REPUBLIKA.CO.ID, BANDUNG--Untuk mengatasi ancaman kepunahan warisan budaya, tim Dosen Universitas Padjadjaran (Unpad) menggandeng komunitas seni lokal. Kerja sama dilakukan, untuk menerapkan digitalisasi karya dan pengurusan legalitas karya seni Sunda sebagai dua strategi pelestarian utama.
Melalui program Pengabdian kepada Masyarakat (PKM), Sanggar Tari Azka Studio di Rancaekek, Kabupaten Bandung, didampingi secara intensif untuk melakukan digitalisasi karya. Sekaligus, mengurus perlindungan hukum atau legalitas bagi tari-tari Sunda yang mereka kembangkan.

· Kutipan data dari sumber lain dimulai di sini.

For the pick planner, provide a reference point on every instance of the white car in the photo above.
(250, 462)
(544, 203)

Menurut Tim Dosen Unpad yang dipimpin oleh Dr. Ute Lies Siti Khadijah, fokus pertama program adalah digitalisasi. Karena, dinilai krusial untuk menghadapi derasnya penetrasi budaya populer dan penurunan minat generasi muda. Tim Unpad, membimbing sanggar untuk mendokumentasikan dan mengarsipkan karya tari tradisional mereka ke dalam format digital modern.
"Digitalisasi menjadi jembatan untuk menghubungkan kembali tari tradisional dengan generasi muda di platform yang mereka gunakan sehari-hari. Ini adalah cara kita memastikan relevansi tradisi di tengah pusaran modernitas," ujar Ute Lies Khadijah di Bandung, Kamis (6/11/2025).
Secara paralel, kata dia, program ini menangani masalah struktural yang sering terabaikan, yakni perlindungan hukum. “Tim Unpad memfasilitasi pengurusan legalitas, seperti Hak Kekayaan Intelektual (HAKI) dan penetapan Ekspresi Budaya Tradisional (EBT),” katanya.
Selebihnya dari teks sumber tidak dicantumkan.